Can the BNB quantization process be on GPU?

Question

Can the BNB quantization process be on GPU?

mxjmtxrm opened this issue a month ago · 2 comments

mxjmtxrm commented a month ago

System Info

transformers version: 4.41.0.dev0
Platform: Linux-5.15.0-78-generic-x86_64-with-glibc2.35
Python version: 3.10.12
Huggingface_hub version: 0.21.4
Safetensors version: 0.4.2
Accelerate version: 0.28.0
Accelerate config: not found
PyTorch version (GPU?): 2.2.0a0+81ea7a4 (True)
Tensorflow version (GPU?): not installed (NA)
Flax version (CPU?/GPU?/TPU?): not installed (NA)
Jax version: not installed
JaxLib version: not installed
Using GPU in script?:
Using distributed or parallel set-up in script?:

Who can help?

@SunMarc and @younesbelkada

Information

The official example scripts
My own modified scripts

Tasks

An officially supported task in the examples folder (such as GLUE/SQuAD, ...)
My own task or dataset (give details below)

Reproduction

I noticed that when quantization config is not None and is_deepspeed_zero3_enabled() is True, the device map is 'cpu'. Thus the quantization process is on CPU.
Why this? If the quantization can be run on the GPUs?

Expected behavior

--

Answer 1 · 2024-05-13T09:46:12.000Z

Hi @mxjmtxrm
Thanks for the issue ! Do you have a small reproducer of the issue for us to better picture what is going on?

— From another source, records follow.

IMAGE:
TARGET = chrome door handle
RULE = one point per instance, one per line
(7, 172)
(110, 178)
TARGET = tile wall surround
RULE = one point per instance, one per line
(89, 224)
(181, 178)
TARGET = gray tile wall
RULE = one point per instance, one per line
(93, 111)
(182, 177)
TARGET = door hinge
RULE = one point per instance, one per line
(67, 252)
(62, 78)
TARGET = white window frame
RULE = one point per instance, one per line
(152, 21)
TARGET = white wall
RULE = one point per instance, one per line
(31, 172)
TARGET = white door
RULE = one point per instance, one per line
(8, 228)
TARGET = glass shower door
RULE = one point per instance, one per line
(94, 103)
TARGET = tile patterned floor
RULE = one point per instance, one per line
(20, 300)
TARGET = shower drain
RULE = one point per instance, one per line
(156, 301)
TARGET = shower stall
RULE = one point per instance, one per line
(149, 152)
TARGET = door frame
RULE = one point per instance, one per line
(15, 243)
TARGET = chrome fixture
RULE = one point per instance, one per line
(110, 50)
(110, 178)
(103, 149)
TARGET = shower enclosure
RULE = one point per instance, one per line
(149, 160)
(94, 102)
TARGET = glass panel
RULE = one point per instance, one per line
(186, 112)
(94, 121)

Answer 2 · 2024-05-13T09:56:43.000Z

bnb_config = BitsAndBytesConfig(
            load_in_4bit=True,
            bnb_4bit_quant_type='nf4',
            bnb_4bit_compute_dtype=torch.float16,
            bnb_4bit_use_double_quant=False,
            bnb_4bit_quant_storage=torch.float16,
        )
model = AutoModelForCausalLM.from_pretrained(
            ‘meta-llama/Llama-2-7b-chat-hf’,
            torch_dtype=orch.float16,
            trust_remote_code=True,
            quantization_config=bnb_config,
            attn_implementation="flash_attention_2",
        )

The command is:

accelerate launch --config_file "configs/deepspeed_config_z3.yaml" test.py

And the deepspeed_config_z3.yaml is

compute_environment: LOCAL_MACHINE                                                                                                                                           
debug: false
deepspeed_config:
  deepspeed_multinode_launcher: standard
  offload_optimizer_device: none
  offload_param_device: none
  zero3_init_flag: true
  zero3_save_16bit_model: true
  zero_stage: 3
distributed_type: DEEPSPEED
downcast_bf16: 'no'
machine_rank: 0
main_training_function: main
mixed_precision: bf16
num_machines: 1
num_processes: 2
rdzv_backend: static
same_network: true
tpu_env: []
tpu_use_cluster: false
tpu_use_sudo: false
use_cpu: false

The GPU memory usage during from_pretrained is very slow, as the quantization process is going on CPU.
Same with other quantization method, like EETQ and AWQ.